Eccolo qui, il mio intervento di ieri. Più lo leggo, più mi rendo conto che forse avrei potuto sfoggiare un po’ più di ars retorica, buttando giù qualche frase ad effetto, e soprattutto avrei potuto evitare qualche anacoluto, perché sintatticamente è un discorso pieno di frasi smozzicate e di sottintesi. Ma quando parli con il cuore capitano anche queste cose. E con il cuore chiedo a voi di leggerlo.
ANDREA SARUBBI. Signor Presidente, innanzitutto, vorrei rivolgere un ringraziamento all’onorevole Sbai, che in questo intervento mi è sembrata la Souad Sbai che conoscevo fino a qualche mese fa, e che mi sembrava di aver perso per strada. Ringrazio anche tutte le persone che sono intervenute prima di me: sono presente in Aula da questa mattina e vi rimarrò fino all’ultima parola dell’ultimo intervento.
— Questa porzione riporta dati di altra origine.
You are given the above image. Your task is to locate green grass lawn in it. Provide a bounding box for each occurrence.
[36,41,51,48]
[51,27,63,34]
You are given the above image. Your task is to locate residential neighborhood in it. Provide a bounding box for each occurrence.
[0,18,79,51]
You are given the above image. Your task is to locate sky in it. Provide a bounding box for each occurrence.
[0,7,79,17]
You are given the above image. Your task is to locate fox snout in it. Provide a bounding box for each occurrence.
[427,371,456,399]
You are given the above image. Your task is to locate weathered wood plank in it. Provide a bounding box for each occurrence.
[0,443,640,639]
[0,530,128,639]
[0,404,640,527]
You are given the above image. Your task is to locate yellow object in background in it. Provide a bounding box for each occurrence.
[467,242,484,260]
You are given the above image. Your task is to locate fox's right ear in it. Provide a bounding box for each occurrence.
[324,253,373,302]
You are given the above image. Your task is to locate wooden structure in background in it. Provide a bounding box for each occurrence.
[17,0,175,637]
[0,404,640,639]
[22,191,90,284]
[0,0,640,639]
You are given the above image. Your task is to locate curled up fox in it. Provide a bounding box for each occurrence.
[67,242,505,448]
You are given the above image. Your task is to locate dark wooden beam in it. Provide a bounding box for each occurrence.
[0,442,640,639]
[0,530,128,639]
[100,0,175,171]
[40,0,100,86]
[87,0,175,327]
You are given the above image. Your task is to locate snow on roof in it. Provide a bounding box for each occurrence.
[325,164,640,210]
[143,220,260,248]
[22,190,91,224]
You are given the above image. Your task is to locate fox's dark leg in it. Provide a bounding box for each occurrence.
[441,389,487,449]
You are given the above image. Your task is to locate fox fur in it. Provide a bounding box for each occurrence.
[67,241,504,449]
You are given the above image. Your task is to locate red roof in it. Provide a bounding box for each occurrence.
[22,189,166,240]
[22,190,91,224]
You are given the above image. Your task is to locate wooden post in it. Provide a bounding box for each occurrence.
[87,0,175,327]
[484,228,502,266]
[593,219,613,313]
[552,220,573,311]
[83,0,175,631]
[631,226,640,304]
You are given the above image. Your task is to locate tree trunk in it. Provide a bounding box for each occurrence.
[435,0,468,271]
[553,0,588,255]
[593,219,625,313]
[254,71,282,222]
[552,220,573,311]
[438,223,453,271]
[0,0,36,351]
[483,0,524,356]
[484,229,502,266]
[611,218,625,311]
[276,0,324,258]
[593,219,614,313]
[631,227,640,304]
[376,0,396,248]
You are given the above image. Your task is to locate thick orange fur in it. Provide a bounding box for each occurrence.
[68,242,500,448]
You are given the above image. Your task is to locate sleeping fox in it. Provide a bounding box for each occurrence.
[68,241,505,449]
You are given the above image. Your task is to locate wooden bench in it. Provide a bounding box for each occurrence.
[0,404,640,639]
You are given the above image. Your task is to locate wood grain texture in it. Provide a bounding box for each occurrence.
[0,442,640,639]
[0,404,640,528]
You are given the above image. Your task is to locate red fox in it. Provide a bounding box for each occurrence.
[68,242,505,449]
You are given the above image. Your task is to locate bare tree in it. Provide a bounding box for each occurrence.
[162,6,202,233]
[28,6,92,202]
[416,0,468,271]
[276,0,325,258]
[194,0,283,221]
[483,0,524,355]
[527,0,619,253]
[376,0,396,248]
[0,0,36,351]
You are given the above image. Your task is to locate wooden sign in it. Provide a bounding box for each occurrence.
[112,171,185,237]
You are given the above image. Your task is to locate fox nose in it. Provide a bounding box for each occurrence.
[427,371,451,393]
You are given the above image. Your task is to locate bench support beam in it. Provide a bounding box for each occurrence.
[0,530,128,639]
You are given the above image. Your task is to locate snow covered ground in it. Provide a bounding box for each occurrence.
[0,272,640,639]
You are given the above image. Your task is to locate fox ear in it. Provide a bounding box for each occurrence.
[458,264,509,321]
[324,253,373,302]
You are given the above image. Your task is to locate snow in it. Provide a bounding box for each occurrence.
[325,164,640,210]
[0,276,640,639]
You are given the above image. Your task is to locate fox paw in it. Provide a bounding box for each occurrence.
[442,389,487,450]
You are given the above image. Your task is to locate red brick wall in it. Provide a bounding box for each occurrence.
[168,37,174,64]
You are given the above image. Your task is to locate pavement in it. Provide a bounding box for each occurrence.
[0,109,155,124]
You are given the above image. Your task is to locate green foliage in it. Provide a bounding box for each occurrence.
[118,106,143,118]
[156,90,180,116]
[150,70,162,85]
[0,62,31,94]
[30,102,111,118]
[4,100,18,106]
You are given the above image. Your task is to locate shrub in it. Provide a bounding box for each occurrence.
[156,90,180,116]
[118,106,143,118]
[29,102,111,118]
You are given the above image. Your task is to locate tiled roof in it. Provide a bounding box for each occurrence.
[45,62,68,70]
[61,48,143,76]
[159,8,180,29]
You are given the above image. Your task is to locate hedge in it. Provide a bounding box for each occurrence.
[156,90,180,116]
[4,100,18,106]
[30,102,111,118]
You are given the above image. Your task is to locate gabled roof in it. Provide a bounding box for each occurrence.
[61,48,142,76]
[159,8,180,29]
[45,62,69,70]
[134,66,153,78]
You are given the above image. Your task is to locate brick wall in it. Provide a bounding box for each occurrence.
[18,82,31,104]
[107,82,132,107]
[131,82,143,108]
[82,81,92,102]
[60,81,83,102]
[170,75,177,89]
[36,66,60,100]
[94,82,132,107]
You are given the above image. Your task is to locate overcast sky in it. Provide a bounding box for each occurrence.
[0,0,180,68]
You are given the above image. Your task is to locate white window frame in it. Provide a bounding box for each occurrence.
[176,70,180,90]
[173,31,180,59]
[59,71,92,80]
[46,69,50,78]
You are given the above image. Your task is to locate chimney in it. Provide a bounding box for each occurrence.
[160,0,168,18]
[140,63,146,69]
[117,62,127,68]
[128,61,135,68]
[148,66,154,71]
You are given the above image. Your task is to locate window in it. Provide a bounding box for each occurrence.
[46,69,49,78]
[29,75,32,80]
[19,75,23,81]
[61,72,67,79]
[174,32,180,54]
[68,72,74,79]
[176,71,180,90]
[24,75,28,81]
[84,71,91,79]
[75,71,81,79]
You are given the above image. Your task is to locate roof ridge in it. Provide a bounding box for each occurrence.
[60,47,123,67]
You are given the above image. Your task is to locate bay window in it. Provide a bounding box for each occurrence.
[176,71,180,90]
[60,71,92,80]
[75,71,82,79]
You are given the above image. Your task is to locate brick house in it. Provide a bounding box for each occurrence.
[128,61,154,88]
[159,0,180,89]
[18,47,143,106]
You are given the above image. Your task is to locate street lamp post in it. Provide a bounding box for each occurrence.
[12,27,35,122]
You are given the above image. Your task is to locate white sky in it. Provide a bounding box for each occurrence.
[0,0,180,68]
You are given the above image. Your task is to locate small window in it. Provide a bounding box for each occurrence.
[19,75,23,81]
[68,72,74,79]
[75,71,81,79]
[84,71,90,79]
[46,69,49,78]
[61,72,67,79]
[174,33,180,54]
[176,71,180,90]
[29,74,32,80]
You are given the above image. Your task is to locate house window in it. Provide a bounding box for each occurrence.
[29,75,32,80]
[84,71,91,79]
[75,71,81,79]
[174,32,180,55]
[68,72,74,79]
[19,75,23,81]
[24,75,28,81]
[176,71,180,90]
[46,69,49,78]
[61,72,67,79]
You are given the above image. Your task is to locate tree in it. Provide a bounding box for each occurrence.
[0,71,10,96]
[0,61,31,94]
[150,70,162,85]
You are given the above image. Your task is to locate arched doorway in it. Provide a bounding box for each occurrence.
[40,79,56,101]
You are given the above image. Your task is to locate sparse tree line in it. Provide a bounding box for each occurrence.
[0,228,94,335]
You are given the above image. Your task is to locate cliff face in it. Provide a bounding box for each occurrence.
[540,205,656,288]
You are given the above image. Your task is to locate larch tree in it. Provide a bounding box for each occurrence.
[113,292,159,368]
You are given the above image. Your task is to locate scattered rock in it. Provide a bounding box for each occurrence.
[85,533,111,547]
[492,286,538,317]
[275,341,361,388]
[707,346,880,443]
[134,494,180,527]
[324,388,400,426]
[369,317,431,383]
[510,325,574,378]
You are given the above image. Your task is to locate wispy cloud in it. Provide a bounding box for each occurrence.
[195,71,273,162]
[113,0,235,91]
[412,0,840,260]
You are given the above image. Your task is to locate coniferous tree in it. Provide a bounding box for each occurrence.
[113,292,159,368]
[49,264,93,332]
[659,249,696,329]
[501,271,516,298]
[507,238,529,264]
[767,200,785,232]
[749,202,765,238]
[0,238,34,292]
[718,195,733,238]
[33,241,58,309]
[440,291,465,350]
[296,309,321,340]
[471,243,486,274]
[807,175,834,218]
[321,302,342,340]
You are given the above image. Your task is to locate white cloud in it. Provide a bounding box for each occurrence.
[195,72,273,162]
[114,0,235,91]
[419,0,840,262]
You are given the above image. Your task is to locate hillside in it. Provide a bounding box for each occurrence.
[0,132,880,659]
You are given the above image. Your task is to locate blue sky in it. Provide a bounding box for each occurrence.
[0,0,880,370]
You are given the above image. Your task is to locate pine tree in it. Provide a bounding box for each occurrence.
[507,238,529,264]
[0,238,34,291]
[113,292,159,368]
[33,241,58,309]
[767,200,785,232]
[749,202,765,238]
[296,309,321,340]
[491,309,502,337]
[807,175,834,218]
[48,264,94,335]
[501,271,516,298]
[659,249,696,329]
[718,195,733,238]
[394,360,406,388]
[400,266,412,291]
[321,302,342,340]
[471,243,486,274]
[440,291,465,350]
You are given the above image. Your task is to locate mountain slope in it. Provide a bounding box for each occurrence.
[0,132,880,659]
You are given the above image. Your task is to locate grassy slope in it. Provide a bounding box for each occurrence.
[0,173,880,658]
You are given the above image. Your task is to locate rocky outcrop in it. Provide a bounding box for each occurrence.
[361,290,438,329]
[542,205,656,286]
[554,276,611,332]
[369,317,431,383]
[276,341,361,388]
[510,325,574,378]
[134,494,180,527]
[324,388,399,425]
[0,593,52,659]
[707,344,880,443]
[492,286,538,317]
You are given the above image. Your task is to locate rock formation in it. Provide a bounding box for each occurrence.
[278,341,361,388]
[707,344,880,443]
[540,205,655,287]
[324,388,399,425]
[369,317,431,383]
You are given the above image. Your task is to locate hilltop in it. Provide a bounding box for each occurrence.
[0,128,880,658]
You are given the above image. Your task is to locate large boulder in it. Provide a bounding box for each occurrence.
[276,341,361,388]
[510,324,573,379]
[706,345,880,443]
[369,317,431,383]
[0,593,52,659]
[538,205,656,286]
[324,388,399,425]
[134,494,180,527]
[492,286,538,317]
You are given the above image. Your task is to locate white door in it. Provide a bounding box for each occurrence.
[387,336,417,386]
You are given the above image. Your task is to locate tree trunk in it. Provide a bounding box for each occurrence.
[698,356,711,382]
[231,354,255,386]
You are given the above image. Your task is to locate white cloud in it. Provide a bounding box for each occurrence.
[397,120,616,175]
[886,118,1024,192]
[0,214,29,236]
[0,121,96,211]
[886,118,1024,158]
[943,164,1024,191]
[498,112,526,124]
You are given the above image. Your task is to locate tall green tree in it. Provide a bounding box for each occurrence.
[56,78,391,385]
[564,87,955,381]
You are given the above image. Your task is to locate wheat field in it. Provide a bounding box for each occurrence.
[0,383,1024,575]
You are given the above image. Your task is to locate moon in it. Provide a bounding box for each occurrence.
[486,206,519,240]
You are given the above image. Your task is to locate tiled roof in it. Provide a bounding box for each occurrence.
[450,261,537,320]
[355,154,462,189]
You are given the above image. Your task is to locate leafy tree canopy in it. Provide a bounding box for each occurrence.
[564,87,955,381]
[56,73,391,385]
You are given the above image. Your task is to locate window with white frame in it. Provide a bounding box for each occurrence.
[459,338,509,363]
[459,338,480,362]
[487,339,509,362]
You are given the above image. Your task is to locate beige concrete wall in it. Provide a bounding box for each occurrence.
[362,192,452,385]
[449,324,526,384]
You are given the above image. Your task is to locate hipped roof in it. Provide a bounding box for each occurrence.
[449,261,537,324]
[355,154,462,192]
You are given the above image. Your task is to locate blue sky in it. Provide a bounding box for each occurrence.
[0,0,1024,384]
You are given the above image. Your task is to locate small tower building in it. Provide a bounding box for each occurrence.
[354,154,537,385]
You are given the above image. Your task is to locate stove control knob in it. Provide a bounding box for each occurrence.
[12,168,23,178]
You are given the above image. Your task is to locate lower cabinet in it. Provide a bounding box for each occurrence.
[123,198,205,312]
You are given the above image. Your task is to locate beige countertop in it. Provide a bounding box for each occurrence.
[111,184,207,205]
Avrei potuto – forse, avrei dovuto – scrivere un discorso, perché interventi di questo tipo restano agli atti (quindi, si rischia anche di fare qualche bella figura), ma in realtà, ho pensato che sarebbe stato meglio svolgere un intervento «a braccio». Mi scuso, pertanto, soprattutto con i nostri funzionari, per l’assenza di grammatica e di sintassi nel mio linguaggio, ma vorrei rispondere ad alcune questioni che sono emerse.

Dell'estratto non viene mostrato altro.